DAVIS, Calif. - UC Davis Health researchers have two clinical trials underway for hospitalized patients with severe COVID-19.
The university said on Thursday that studies are being conducted on the safety and effectiveness of two drugs — the investigational antiviral remdesivir, and sarilumab, a drug that blocks the body’s acute inflammatory response.
“We have a critical need to confirm safe and effective treatments for COVID-19,” Allison Brashear, dean of the UC Davis School of Medicine, said in a statement. “Although some patients with severe infection have received remdesivir, we do not have solid data to indicate it can improve clinical outcomes for everyone. The nation’s schools of medicine have the expertise and resources to advance knowledge about the infection to help guide the clinical care of patients worldwide.”
At this point, there are no specific therapeutic agents approved by the Food and Drug Administration to treat people with COVID-19. The infection can cause mild to severe respiratory illness, and symptoms can include fever, cough and shortness of breath. Current clinical care of hospitalized patients include supplemental oxygen therapy, antibiotics, influenza antiviral drugs and intensive care as needed.
In the first study, UC Davis is one of approximately 75 sites worldwide evaluating the benefits of remdesivir for severe COVID-19 infection, the university said. Remdesivir is an investigational broad-spectrum antiviral treatment developed by Gilead Sciences Inc. It was previously tested in humans with Ebola virus disease and has shown promise in animal models for treating Middle East respiratory syndrome (MERS) and severe acute respiratory syndrome (SARS), which are caused by other coronaviruses.

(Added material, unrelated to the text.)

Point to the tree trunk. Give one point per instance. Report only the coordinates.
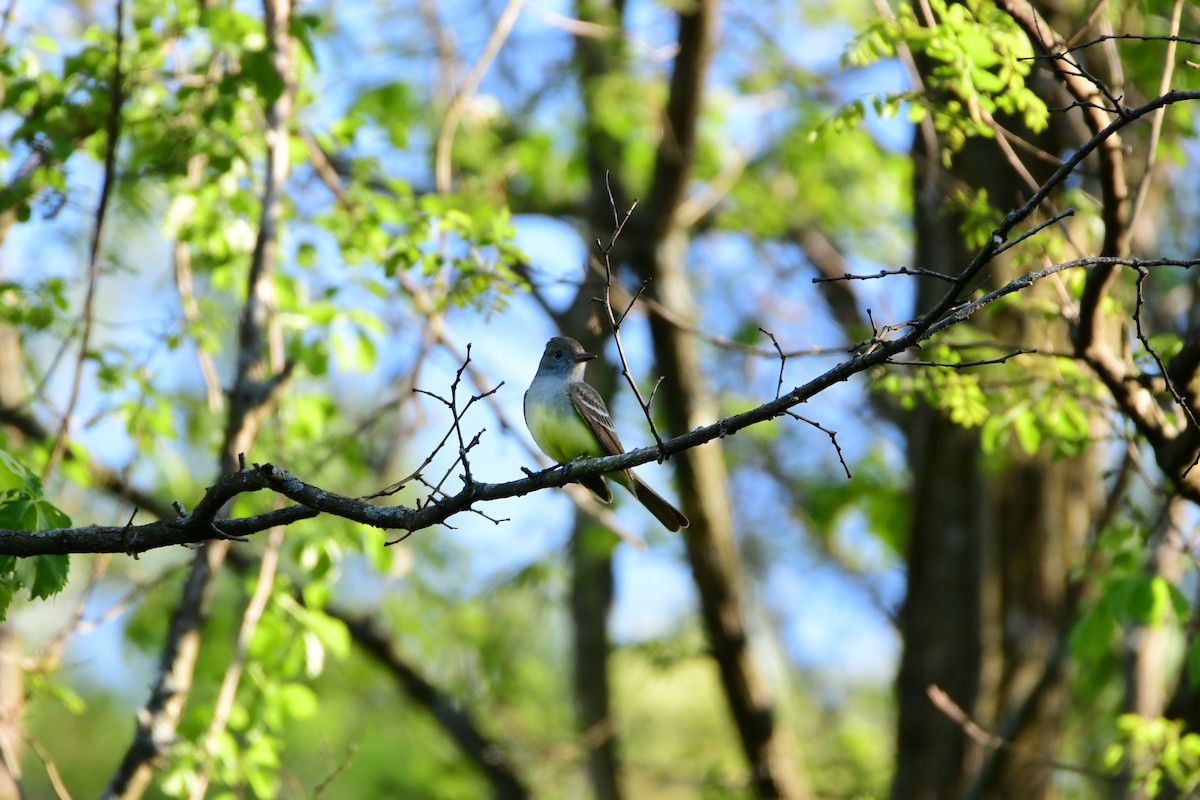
(990, 541)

UC Davis physicians used remdesivir in February, with emergency approval from the FDA to treat a critically ill patient who was the first known case of community-acquired infection in the United States. The patient has since been discharged and is recovering at home, the university said.

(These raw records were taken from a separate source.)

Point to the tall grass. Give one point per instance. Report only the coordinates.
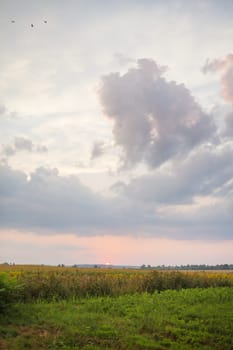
(67, 283)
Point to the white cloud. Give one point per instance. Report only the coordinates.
(154, 119)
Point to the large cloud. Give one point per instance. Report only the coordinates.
(225, 67)
(154, 119)
(49, 203)
(205, 173)
(22, 144)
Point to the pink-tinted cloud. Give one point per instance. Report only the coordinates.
(225, 66)
(155, 120)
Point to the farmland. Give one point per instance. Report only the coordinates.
(68, 308)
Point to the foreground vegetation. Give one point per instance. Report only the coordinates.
(70, 308)
(184, 319)
(53, 283)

The study will enroll up to 440 patients over the next several months, including about 10 or more at UC Davis. Among other criteria, participants must be 18 years of age or older, have a confirmed SARS-CoV-2 test and poor lung function.
In the second study, UC Davis is one of up to 50 sites in the country looking at another drug, called sarilumab, which is a jointly developed by Regeneron and Sanofi pharmaceutical companies for the treatment of rheumatoid arthritis.
The drug is a human monoclonal antibody that blocks the receptor for interleukin-6 (IL-6), a cytokine that plays an important role in the body’s immune response and in generating fever and acute inflammation, the university said. The study will evaluate whether the drug can control the progression of the inflammatory response in the lungs of patients with severe COVID-19 infection.
Approximately 400 hospitalized patients age 18 and older with acute COVID-19 infection can be enrolled in the study nationwide. People will be grouped according to the severity of their illness and progression of symptoms, from severe to critical to having multi-system organ failure as well as whether cortisone drugs were used to reduce inflammation. The researchers will be determining whether the health of individuals with high IL-6 levels and severe/critical levels of infection improve with the drug.
Both studies are double-blind, meaning trial investigators and participants will not know who is receiving the treatments, the university said. They are designed to identify the early signs of clinical benefit while avoiding the use of ineffective therapies in critically ill patients with COVID-19.